Obviously there are Hispanic lawmakers who feel differently...
"...Rep. Larry Gonzales, R-Round Rock, one of five House Hispanic Republicans, sent out this statement to the media:
 "“The passage today of House Bill 12 provides for the implementation of a consistent standard across the state in setting illegal immigration policies. This bill will be the core of a renewed spirit of cooperation and trust between law enforcement and the citizens of Texas.”"
I'm too cheap to gamble, but I'm willing to bet some money that those sentiments are in the minority among those whom Republicans say they want under their tent.

I think its time to put an end to the perceived necessity to preface every defense of calls for a sane immigration policy with, '...of course we want to protect our borders...' No one I know of who has called for progressive immigration reform has called for open borders, or less border security. No one conservatives know have called for it either. What I have a serious problem with is laws enacted that are aimed at 'protecting' our country from a particular group. This is not a denial of the violence in Mexico by drug cartels, or the need to utilize every means at our disposal, nor am I saying that those who are not citizens in our country need not comport with our laws and follow a path toward naturalization or allowed to stay through a strict guest worker program. But laws based on fear mongering and bigotry are the very antithesis of the democratic spirit upon which our country was founded. And there are no simplistic rationale or sloganeering that can make something like HB 12 anything else but fear base legislation. 

If you don't think that's true, remember the 'exception' one legislator wanted to make in one of her 'tough on immigrant' bills.

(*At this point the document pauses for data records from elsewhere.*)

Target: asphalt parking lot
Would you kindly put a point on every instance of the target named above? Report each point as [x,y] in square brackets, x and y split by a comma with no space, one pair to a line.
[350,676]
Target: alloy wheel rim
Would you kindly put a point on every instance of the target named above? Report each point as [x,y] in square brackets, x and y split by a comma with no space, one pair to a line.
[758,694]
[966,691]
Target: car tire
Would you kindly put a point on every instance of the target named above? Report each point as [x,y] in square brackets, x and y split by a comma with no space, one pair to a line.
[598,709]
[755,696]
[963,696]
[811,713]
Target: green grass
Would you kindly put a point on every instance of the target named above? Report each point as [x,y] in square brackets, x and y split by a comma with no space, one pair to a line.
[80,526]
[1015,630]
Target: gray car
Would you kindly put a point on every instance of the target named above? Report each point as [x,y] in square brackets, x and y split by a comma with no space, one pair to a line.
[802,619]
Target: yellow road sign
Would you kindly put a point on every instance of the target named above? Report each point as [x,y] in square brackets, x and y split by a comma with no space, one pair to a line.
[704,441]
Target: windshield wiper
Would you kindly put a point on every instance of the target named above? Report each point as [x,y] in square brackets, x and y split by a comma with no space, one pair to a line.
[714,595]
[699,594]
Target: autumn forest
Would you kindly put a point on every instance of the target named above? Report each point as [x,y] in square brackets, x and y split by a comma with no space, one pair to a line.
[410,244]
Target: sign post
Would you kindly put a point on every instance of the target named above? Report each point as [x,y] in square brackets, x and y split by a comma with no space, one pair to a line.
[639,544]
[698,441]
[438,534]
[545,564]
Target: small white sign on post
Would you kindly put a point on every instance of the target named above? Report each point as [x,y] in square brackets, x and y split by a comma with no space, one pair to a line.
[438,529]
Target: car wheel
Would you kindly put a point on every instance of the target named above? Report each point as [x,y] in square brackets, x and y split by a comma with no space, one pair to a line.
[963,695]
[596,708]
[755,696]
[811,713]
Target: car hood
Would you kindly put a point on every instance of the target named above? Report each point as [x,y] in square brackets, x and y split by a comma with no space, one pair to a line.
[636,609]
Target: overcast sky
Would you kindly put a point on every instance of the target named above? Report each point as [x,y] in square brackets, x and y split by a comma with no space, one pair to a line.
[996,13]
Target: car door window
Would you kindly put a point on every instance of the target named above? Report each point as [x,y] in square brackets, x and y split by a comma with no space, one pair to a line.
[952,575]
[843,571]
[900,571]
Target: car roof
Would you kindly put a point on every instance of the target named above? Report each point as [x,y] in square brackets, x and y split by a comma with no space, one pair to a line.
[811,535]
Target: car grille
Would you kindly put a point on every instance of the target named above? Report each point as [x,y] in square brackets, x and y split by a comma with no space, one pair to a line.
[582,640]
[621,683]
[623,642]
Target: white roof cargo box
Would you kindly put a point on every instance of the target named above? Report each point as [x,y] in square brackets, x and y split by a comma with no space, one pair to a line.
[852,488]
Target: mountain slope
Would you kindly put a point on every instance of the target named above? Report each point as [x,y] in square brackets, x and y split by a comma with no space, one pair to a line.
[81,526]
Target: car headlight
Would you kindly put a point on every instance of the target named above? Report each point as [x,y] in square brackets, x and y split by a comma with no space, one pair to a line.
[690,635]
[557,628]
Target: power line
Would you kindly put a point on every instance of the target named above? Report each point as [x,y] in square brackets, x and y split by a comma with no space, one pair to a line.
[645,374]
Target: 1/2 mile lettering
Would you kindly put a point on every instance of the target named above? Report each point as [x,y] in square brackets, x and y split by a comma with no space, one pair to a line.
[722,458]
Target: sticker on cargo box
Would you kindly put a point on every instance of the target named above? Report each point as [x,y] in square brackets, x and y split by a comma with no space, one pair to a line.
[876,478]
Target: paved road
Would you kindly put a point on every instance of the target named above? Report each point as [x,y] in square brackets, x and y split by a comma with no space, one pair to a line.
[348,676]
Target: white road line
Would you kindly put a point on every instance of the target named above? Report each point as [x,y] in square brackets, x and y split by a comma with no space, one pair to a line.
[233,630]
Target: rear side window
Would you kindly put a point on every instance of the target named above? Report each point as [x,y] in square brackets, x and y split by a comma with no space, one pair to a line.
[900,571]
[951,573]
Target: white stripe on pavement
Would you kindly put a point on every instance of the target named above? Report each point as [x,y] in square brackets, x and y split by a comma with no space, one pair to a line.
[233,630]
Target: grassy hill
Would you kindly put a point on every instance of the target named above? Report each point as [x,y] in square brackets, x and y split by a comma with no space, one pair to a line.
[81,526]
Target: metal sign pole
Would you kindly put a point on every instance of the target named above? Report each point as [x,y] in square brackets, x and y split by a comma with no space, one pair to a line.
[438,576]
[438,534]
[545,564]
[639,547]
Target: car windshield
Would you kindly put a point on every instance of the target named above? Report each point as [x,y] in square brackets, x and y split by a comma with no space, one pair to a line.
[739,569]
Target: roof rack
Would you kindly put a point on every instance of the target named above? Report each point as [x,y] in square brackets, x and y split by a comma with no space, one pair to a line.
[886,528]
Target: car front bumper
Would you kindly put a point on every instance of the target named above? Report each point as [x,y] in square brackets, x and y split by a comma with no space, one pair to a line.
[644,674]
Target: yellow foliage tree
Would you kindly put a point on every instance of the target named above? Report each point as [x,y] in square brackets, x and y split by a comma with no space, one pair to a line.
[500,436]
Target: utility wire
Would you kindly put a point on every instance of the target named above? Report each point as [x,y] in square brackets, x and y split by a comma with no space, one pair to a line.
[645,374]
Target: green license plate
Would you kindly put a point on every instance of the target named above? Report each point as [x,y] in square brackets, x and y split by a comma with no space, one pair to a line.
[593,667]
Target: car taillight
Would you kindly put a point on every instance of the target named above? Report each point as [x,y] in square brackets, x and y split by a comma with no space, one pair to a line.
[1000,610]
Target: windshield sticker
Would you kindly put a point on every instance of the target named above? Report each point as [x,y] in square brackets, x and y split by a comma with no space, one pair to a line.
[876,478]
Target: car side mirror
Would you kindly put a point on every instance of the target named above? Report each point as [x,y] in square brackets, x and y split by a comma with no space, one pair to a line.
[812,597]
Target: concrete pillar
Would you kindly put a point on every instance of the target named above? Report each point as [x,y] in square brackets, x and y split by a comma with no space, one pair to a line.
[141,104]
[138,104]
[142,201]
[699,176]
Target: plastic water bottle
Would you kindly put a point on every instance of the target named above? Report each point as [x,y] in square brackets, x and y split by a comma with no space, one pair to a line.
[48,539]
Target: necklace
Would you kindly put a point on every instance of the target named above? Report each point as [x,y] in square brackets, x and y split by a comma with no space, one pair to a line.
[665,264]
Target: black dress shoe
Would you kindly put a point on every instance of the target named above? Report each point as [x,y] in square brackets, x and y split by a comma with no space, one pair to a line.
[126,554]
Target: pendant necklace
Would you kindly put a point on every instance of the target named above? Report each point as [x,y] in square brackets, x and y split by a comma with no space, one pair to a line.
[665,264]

"As proposed, House Bill 2012 would create tough state punishments for those who "intentionally, knowingly, or recklessly" hire an unauthorized immigrant. Violators could face up to two years in jail and a fine of up to $10,000."
"But it is an exception included in the bill that is drawing attention. Those who hire unauthorized immigrants would be in violation of the law -- unless they are hiring a maid, a lawn caretaker or another houseworker."
Well, maybe it's not fear or bigotry which inspire such legislation. Maybe its just good ol' fashioned hypocrisy.
I'm afraid the tent is going to remain pretty small.